A North Carolina judge on Wednesday ruled against media organizations seeking the quick public release of body camera footage showing the fatal law enforcement shooting of Andrew Brown, Jr.
However, Pitt County Superior Court Judge Jeffrey Foster ruled that members of Brown’s immediate family, as well as an attorney for the family, would be able to see additional body camera footage of the incident within 10 days.
In addition, Foster said, he would consider the release of the videos between 30 and 45 days from Wednesday, allowing time for state and FBI investigations into Brown’s death.
“The state is to notify the court when such investigations are completed, and the court in its discretion will consider, at that time, further release of the video,” Foster said.
Here’s part of Pasquotank County Judge Jeffrey Foster’s ruling on bodycam footage in the Andrew Brown Jr. case.
He ruled the video be held from public release for “no less than 30 days and no more than 45 days.”
— WAVY TV 10 (@WAVY_News) April 28, 2021
An attorney for Brown’s family called the decision a “partial victory,” noting that the family has thus far only seen a 20-second “snippet” of one body camera video. Now, Brown’s relatives will be able to see five videos, though the footage will have identifying information of responding officers redacted.

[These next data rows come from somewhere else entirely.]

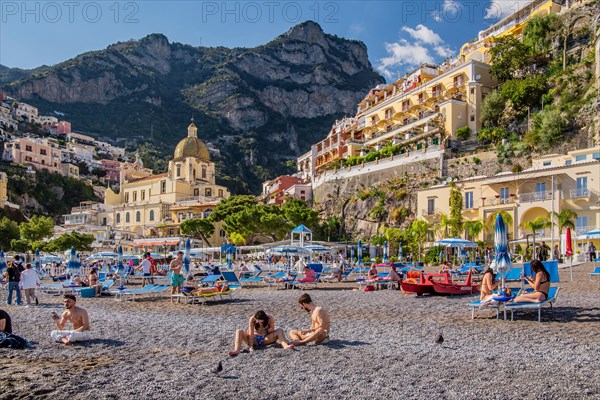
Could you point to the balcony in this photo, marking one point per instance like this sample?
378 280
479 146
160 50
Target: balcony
535 196
580 193
498 201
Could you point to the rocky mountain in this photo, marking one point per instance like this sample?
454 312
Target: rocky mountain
259 107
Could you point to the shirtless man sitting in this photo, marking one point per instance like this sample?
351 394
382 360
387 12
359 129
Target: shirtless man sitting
319 327
78 317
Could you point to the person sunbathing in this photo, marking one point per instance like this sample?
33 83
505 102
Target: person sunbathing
540 285
309 275
372 274
320 326
261 332
488 284
79 319
218 288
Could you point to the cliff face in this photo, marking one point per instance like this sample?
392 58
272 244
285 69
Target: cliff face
265 105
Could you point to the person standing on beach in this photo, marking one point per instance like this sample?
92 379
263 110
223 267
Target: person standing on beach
320 324
177 277
78 318
29 282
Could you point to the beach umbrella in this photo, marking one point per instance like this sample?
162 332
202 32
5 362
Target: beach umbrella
569 250
386 258
186 257
359 256
400 251
3 265
37 260
501 262
73 265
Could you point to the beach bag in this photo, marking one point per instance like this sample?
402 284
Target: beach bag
10 341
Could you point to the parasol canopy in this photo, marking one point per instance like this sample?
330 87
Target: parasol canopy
501 262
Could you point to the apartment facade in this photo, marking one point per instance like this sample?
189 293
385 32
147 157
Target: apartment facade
553 183
420 110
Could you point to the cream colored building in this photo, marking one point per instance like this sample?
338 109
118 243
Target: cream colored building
553 183
422 109
155 205
36 152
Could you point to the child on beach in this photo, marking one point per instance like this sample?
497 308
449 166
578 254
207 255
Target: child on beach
261 332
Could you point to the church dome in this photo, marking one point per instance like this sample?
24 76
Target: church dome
191 146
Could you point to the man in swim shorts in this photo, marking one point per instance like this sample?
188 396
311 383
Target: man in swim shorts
320 324
177 278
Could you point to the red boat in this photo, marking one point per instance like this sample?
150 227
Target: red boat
423 285
449 287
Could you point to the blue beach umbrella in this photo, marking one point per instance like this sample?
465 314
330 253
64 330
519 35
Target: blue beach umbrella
37 260
386 258
73 265
186 256
3 265
501 262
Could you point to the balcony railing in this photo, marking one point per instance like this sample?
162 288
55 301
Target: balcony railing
579 193
535 196
496 201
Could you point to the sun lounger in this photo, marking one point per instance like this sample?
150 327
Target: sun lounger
552 296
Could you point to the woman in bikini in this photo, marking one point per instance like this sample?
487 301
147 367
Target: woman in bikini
488 284
540 285
261 332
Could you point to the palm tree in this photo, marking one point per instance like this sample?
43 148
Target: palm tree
536 225
563 219
473 229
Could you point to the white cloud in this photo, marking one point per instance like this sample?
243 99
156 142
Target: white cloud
424 47
443 51
403 53
499 9
355 30
449 8
424 35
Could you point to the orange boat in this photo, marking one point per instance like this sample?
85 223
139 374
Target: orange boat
422 285
456 288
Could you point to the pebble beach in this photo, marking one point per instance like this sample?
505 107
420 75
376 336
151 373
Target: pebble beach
382 346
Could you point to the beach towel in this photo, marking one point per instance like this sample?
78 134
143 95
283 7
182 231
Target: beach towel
10 341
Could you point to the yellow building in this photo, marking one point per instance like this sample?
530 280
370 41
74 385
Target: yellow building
155 205
420 110
3 189
553 183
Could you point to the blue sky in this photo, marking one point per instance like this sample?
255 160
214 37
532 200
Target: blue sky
399 34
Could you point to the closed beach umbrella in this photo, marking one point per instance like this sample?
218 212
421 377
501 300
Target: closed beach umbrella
120 265
186 256
501 262
386 257
73 265
3 265
569 250
37 260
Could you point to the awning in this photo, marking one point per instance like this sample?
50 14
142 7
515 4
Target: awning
155 243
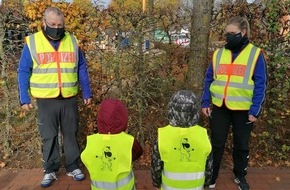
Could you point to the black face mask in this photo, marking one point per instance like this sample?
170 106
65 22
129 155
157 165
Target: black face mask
236 42
55 33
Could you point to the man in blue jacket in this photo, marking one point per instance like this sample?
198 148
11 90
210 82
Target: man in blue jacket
50 69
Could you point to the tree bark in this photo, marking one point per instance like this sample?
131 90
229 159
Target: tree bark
199 37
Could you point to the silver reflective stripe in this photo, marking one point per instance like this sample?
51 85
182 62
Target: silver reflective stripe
54 70
33 48
249 64
34 54
235 84
218 96
76 48
165 187
232 98
183 176
218 57
113 185
52 85
238 99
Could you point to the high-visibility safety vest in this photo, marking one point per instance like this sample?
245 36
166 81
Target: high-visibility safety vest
54 71
108 158
184 152
233 82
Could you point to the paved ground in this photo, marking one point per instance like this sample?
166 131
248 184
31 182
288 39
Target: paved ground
258 178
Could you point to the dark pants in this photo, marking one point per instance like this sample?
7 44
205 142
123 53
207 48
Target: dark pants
222 119
53 113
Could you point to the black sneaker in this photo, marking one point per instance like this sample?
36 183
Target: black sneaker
242 183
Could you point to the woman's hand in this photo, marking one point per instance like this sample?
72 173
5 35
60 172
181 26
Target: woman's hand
206 111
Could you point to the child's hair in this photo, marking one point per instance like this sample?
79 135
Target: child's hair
240 22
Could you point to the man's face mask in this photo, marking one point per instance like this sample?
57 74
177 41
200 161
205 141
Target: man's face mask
55 33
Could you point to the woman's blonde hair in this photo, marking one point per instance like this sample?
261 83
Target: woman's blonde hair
240 22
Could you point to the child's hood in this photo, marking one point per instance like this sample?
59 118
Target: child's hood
112 117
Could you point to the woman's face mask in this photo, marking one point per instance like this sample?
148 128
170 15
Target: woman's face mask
233 40
54 33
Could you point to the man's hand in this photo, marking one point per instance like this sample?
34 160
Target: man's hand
27 107
87 101
252 118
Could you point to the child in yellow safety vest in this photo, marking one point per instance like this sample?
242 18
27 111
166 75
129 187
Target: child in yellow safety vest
181 157
109 154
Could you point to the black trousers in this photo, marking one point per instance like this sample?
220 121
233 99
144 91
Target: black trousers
53 113
221 120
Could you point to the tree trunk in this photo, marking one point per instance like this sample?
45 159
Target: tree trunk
5 130
199 37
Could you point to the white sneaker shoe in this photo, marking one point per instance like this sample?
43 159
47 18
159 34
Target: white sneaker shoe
76 174
48 179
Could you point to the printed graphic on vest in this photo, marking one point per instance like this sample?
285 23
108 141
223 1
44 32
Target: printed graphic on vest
184 150
106 158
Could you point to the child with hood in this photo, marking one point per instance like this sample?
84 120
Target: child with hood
181 157
109 154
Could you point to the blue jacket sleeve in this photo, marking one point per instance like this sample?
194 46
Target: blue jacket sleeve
206 95
84 77
24 72
260 83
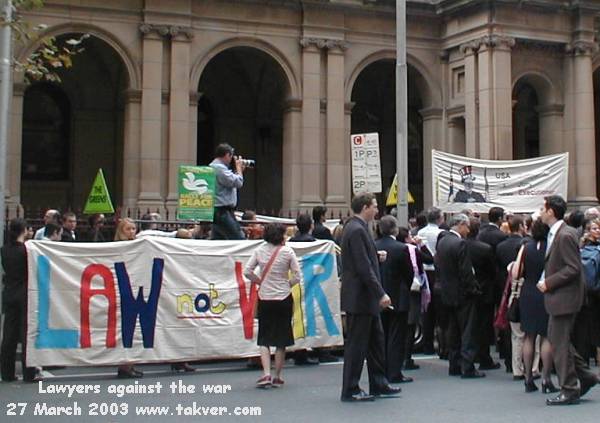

Brown was killed by Pasquotank County sheriff’s deputies during the service of search and arrest warrants for alleged drug violations.
After viewing the single body camera clip on Monday, attorney Chantel Cherry-Lassiter said it showed deputies firing at Brown as he sat in his vehicle with his hands on the wheel. Family attorneys and Brown’s son referred to Brown’s death as a law enforcement “execution.”
In court, District Attorney Andrew Womble said releasing the video before the state and federal investigations concluded could bias the process.
“You cannot swing a skunk in front of a group of people and then ask them not to smell it,” he said.
Womble separately asserted he’d seen body cam footage showing Brown’s vehicle making contact with law enforcement.
“If that’s your position, show the tape!” family attorney Harry Daniels said after the hearing. “I stand by what I saw,” Cherry-Lassiter said after him.
An attorney for the media outlets seeking the public release of the body camera footage indicated they would appeal the decision.
The family’s legal team announced Tuesday that an independent autopsy had shown five bullet wounds on Brown’s body, including a fatal shot in the back of his head.